To explode with great violence. It is generally associated with high explosives e.g. TNT, dynamite, etc., and not with the relatively slow-burning smokeless gunpowders that are classed as propellants.

Topstrap

The part of a revolver's frame connecting the recoil shield to the barrel-mounting recess; adding considerable strength compared to that of early black powder Colt revolvers, and providing a base for a rear sight.

Falling Block

A type of action used primarily for single shot rifles whereby some kind of lever actuates a breechblock, moving it downwards in a vertical recess to expose the chamber. May have visible or enclosed hammer. For any given barrel length, it allows a shorter overall rifle length compared to a bolt action because no space is taken up by the forward-and-back cycling of the bolt. Most of the better British makers produced them in limited numbers around the turn of the last century, the Farquharson being the most iconic. Perhaps the best-known falling block action today is the Ruger No.1.

Recoil

The tendency of a firearm when fired to move backwards, and a little upwards as a reaction to the force of the projectile moving down the barrel. As Newton says, to every action there is always an equal and opposite reaction. The mass of the firearm provides some inertia to counteract the momentum of recoil. What remains is absorbed by at the shoulder or the hand. The heavier the gun, the less the recoil. The more powerful the cartridge, the more the recoil.

Spotter

The spotter is a helper who gives the shooter guidance on how to hit a particular target. In some cases the spotter may just report the location of the bullet impact.

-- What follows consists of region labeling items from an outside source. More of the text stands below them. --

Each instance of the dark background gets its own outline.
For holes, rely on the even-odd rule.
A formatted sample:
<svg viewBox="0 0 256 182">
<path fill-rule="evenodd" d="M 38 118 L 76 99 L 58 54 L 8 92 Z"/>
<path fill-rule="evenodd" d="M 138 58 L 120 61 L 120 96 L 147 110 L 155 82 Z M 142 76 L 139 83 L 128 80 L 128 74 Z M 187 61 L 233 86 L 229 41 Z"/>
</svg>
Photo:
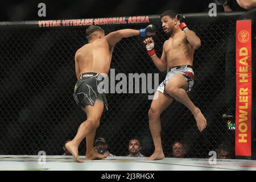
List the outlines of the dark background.
<svg viewBox="0 0 256 182">
<path fill-rule="evenodd" d="M 1 21 L 65 19 L 159 14 L 168 9 L 180 13 L 207 12 L 213 1 L 9 1 L 1 2 Z M 46 17 L 38 16 L 38 5 L 46 4 Z M 221 6 L 218 7 L 222 11 Z M 235 20 L 209 23 L 197 19 L 188 22 L 202 40 L 196 51 L 195 69 L 199 80 L 190 97 L 207 115 L 208 127 L 200 133 L 190 112 L 175 102 L 163 115 L 163 143 L 167 156 L 171 156 L 172 142 L 180 140 L 189 145 L 189 157 L 207 158 L 218 145 L 233 147 L 234 131 L 228 130 L 221 116 L 225 104 L 225 63 L 229 36 Z M 168 36 L 158 26 L 155 38 L 158 53 Z M 106 32 L 126 27 L 105 27 Z M 73 56 L 86 43 L 84 28 L 12 30 L 0 32 L 1 82 L 0 154 L 61 155 L 66 139 L 73 138 L 86 119 L 72 97 L 76 81 Z M 138 39 L 141 41 L 138 41 Z M 150 63 L 143 38 L 130 38 L 117 45 L 112 68 L 121 73 L 159 73 Z M 11 63 L 11 64 L 10 64 Z M 126 63 L 129 63 L 127 64 Z M 164 74 L 160 74 L 160 81 Z M 148 127 L 147 94 L 109 94 L 110 111 L 105 113 L 96 138 L 109 142 L 110 151 L 127 154 L 129 139 L 139 138 L 143 154 L 148 156 L 154 147 Z M 171 119 L 170 119 L 171 118 Z M 84 155 L 85 142 L 80 147 Z M 233 148 L 232 148 L 232 150 Z"/>
<path fill-rule="evenodd" d="M 213 0 L 161 1 L 5 1 L 0 6 L 1 21 L 89 18 L 159 14 L 167 9 L 179 13 L 207 11 Z M 38 17 L 38 5 L 46 5 L 46 17 Z M 220 10 L 222 10 L 220 8 Z"/>
</svg>

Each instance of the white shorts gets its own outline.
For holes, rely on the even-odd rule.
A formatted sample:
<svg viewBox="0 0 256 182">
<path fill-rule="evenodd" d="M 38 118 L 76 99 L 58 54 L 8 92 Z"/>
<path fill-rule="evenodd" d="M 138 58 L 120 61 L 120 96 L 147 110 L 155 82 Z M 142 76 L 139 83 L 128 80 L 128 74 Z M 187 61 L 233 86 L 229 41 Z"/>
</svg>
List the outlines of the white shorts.
<svg viewBox="0 0 256 182">
<path fill-rule="evenodd" d="M 184 76 L 187 82 L 188 82 L 188 87 L 186 91 L 187 92 L 190 92 L 193 87 L 193 85 L 194 85 L 195 75 L 192 66 L 189 65 L 182 65 L 169 68 L 167 70 L 167 74 L 166 75 L 166 78 L 159 85 L 156 89 L 156 91 L 159 91 L 163 94 L 166 94 L 167 93 L 164 89 L 166 84 L 175 75 L 177 74 L 181 74 Z"/>
</svg>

In other cases they may judge the speed and direction of the wind, determine the range, and give the shooter the settings to be used on the sights.

Bluing

Also spelled blueing. A passivation process in which steel is partially protected against rust, and is named after the blue-black appearance of the resulting protective finish. True gun bluing is an electrochemical conversion coating resulting from an oxidizing chemical reaction with iron on the surface selectively forming magnetite (Fe3O4), the black oxide of iron, which occupies the same volume as metallic iron. Bluing is most commonly used by gun manufacturers, gunsmiths and gun owners to improve the cosmetic appearance of, and provide a measure of corrosion resistance to, their firearms.

Crisp Trigger

A trigger that breaks (to release the hammer) easy.

Reactive Targets

Targets that do something when you hit them, such as fall over, burst, send up smoke, or make a noise.

Red Dot Sight

A type of reflector (reflex) sight for firearms that gives the uses a red light-emitting diode as a reticle to create an aimpoint.

Second Amendment

The second article in the United States Bill of Rights which states, "A well regulated militia being necessary for a free state, the right of the people to keep and bear arms shall not be infringed."

Cylinder

The part of a revolver that holds cartridges in separate chambers radially around a central hingepin. The cylinder revolves as the handgun is cocked, , either to the left or to the right depending on the gun maker's design, bringing each successive cartridge into position, and locked into alignment with the barrel for firing.

Receiver Ring

The portion of the receiver which is threaded so the barrel can be attached to it.

Mirage

A tendency for layers of air of different temperatures near the warm ground to cause refraction in the line of sight and disturbance of the perceived point of aim.